How to train Matrix Factorization Model in Apache Spark MLlib's ALS Using Training, Test and Validation datasets

1.2k views Asked by At

I want to implement Apache Spark's ALS machine learning algorithm. I found that best model should be chosen to get best results. I have split the training data into three sets Training, Validation and Test as suggest on forums.

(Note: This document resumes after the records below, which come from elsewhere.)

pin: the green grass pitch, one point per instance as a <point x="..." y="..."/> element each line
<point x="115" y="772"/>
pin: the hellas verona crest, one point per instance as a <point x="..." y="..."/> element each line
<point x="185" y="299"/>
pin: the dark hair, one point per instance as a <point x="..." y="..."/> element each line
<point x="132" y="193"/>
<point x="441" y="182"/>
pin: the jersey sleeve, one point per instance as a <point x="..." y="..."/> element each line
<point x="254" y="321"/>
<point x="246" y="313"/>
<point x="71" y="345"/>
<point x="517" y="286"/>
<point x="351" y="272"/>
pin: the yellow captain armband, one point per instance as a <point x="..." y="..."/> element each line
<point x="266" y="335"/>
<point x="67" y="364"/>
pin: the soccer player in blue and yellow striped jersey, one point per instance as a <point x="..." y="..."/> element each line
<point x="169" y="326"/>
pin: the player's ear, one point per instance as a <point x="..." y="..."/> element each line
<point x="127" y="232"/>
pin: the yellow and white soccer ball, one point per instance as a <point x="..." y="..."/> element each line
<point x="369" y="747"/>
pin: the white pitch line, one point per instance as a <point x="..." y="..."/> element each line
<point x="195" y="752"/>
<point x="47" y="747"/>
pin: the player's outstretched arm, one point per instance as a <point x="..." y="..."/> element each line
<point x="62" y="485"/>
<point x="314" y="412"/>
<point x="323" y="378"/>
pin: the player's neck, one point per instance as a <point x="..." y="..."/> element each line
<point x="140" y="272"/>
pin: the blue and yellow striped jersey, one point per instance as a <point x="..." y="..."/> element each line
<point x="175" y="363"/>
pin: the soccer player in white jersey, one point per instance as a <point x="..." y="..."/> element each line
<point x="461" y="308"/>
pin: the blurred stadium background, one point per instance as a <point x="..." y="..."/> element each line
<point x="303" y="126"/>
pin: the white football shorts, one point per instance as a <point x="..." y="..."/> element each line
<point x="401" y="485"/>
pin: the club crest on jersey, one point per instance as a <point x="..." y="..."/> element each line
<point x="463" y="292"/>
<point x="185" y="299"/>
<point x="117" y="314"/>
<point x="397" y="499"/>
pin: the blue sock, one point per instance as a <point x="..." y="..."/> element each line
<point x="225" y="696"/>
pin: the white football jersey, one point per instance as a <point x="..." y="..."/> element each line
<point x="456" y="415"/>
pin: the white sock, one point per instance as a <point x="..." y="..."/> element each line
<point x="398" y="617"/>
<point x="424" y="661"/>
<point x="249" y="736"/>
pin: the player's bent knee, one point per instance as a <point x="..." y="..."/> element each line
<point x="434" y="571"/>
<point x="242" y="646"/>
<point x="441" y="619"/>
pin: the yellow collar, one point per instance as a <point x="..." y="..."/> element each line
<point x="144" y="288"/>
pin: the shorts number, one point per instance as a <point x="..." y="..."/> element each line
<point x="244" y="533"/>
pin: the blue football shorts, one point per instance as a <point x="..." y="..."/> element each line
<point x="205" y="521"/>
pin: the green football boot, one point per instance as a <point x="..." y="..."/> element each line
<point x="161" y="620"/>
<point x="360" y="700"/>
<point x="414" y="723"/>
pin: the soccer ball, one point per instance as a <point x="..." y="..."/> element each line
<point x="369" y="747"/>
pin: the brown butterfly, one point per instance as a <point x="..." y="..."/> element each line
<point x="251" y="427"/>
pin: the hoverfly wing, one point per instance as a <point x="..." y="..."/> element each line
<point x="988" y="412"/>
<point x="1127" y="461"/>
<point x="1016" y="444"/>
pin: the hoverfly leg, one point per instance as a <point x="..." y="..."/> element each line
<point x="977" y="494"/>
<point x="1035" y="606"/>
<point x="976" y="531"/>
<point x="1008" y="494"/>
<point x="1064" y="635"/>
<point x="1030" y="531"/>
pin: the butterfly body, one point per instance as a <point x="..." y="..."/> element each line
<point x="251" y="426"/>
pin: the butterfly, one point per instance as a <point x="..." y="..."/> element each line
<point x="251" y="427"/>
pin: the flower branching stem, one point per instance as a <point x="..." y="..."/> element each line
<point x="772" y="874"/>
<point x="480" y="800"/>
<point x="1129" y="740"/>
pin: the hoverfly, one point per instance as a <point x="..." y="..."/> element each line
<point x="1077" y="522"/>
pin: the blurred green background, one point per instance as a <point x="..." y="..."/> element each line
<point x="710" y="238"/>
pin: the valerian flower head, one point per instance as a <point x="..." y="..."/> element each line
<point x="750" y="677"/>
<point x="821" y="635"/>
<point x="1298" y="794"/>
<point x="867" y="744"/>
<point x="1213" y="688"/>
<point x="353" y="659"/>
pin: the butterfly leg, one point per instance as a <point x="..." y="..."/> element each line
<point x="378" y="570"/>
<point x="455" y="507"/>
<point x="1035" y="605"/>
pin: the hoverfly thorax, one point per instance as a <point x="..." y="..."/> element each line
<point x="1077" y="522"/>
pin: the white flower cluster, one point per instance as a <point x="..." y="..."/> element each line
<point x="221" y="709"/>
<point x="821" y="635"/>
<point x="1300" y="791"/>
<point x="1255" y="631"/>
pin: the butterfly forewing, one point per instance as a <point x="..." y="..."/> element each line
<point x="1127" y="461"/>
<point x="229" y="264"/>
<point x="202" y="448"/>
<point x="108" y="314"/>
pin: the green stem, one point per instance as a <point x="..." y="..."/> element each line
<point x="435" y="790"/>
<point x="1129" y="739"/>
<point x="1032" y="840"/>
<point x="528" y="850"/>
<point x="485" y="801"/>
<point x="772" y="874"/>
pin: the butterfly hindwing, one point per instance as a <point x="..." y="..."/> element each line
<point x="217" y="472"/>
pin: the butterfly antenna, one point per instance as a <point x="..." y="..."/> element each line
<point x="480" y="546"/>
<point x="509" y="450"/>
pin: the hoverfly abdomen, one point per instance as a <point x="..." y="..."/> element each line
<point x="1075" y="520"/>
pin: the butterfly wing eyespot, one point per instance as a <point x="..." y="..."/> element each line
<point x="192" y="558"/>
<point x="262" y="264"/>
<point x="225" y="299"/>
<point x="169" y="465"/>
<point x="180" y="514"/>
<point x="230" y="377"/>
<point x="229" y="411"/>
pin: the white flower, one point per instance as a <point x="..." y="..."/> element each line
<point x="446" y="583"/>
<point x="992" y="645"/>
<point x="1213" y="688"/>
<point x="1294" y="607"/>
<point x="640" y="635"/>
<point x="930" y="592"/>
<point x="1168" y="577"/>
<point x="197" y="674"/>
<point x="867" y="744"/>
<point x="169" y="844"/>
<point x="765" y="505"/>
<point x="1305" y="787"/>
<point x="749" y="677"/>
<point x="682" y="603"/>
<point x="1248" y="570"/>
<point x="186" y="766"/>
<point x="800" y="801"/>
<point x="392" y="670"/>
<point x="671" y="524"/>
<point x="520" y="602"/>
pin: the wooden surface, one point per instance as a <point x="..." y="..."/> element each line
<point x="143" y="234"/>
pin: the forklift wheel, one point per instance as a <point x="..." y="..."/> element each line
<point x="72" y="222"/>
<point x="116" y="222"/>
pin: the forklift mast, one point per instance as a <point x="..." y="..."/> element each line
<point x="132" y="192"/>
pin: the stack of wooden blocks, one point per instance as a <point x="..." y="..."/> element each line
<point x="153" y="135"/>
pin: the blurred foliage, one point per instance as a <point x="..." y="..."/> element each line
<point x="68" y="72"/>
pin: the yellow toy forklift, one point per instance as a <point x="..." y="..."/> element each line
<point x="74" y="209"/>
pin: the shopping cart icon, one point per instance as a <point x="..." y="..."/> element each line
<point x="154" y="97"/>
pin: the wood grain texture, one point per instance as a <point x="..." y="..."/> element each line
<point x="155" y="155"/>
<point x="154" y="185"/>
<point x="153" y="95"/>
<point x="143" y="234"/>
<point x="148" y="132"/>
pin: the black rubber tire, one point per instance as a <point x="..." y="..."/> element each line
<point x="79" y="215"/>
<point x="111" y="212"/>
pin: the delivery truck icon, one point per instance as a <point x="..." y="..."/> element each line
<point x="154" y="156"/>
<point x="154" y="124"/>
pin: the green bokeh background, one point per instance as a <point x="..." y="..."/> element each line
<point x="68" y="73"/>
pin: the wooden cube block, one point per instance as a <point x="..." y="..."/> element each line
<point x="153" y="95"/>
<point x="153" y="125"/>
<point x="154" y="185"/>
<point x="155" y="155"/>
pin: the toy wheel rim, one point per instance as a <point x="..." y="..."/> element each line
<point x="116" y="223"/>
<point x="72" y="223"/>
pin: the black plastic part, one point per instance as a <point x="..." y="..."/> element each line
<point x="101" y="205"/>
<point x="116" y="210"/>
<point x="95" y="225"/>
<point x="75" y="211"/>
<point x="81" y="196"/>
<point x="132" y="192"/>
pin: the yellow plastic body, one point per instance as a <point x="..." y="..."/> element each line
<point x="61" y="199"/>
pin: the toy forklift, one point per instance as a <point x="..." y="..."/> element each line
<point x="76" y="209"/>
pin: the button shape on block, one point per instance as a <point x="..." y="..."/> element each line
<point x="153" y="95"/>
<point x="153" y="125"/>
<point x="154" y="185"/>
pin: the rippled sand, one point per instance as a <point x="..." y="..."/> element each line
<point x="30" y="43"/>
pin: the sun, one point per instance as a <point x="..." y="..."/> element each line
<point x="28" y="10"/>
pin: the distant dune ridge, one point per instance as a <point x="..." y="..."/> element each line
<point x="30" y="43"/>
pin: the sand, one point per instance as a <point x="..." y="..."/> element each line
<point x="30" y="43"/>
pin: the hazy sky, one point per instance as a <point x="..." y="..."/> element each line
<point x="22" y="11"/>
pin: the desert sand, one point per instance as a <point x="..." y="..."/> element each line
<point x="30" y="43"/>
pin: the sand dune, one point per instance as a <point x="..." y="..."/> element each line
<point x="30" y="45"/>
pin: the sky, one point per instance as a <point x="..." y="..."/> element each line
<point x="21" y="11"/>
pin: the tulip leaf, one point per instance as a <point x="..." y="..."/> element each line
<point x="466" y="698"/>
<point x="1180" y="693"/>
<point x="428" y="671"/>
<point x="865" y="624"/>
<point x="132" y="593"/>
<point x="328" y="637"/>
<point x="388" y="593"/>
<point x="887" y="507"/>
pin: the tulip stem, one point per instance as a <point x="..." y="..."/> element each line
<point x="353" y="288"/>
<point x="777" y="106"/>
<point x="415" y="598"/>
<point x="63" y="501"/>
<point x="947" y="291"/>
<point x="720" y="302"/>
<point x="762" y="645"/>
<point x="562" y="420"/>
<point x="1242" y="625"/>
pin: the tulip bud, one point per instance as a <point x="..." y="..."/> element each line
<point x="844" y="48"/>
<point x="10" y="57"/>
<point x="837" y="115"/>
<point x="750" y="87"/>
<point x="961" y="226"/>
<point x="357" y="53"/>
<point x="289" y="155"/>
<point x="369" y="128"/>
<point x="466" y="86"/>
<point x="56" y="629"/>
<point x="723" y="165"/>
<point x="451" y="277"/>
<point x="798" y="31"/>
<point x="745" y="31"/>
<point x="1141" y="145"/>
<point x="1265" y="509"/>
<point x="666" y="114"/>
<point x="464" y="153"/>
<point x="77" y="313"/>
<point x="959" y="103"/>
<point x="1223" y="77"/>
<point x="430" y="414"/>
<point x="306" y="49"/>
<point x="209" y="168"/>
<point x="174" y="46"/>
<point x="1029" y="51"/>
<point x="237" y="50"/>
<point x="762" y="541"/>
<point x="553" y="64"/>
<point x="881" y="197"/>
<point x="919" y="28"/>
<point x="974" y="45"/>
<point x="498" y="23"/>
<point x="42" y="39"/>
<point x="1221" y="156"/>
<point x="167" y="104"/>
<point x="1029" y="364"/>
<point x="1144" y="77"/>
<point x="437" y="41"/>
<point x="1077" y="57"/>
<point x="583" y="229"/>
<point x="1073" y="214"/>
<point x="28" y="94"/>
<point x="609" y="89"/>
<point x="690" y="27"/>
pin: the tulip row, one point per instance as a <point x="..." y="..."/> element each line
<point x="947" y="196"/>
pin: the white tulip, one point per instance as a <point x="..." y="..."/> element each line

I've found following code sample to train model on these sets.

val ranks = List(8, 12)
val lambdas = List(1.0, 10.0)
val numIters = List(10, 20)
var bestModel: Option[MatrixFactorizationModel] = None
var bestValidationRmse = Double.MaxValue
var bestRank = 0
var bestLambda = -1.0
var bestNumIter = -1
for (rank <- ranks; lambda <- lambdas; numIter <- numIters) {
  val model = ALS.train(training, rank, numIter, lambda)
  val validationRmse = computeRmse(model, validation, numValidation)
  if (validationRmse < bestValidationRmse) {
    bestModel = Some(model)
    bestValidationRmse = validationRmse
    bestRank = rank
    bestLambda = lambda
    bestNumIter = numIter
  }
}

val testRmse = computeRmse(bestModel.get, test, numTest)

This code trains model for each combination of rank and lambda and compares rmse (root mean squared error) with validation set. These iterations gives a better model which we can say is represented by (rank,lambda) pair. But it doesn't do much after that on test set. It just computes the rmse with `test' set.

My question is how it can be further tuned with test set data.

1

There are 1 answers

0
soorajmr On

No, one would never fine tune the model using test data. If you do that, it stops being your test data. I'd recommend this section of Prof. Andrew Ng's famous course that discusses the model training process: https://www.coursera.org/learn/machine-learning/home/week/6

Depending on your observation of the error values with validation data set, you might want to add/remove features, get more data or make changes in the model, or maybe even try a different algorithm altogether. If the cross-validation and the test rmse look reasonable, then you are done with the model and you could use it for the purpose (some prediction, I would assume) that made you build it in the first place.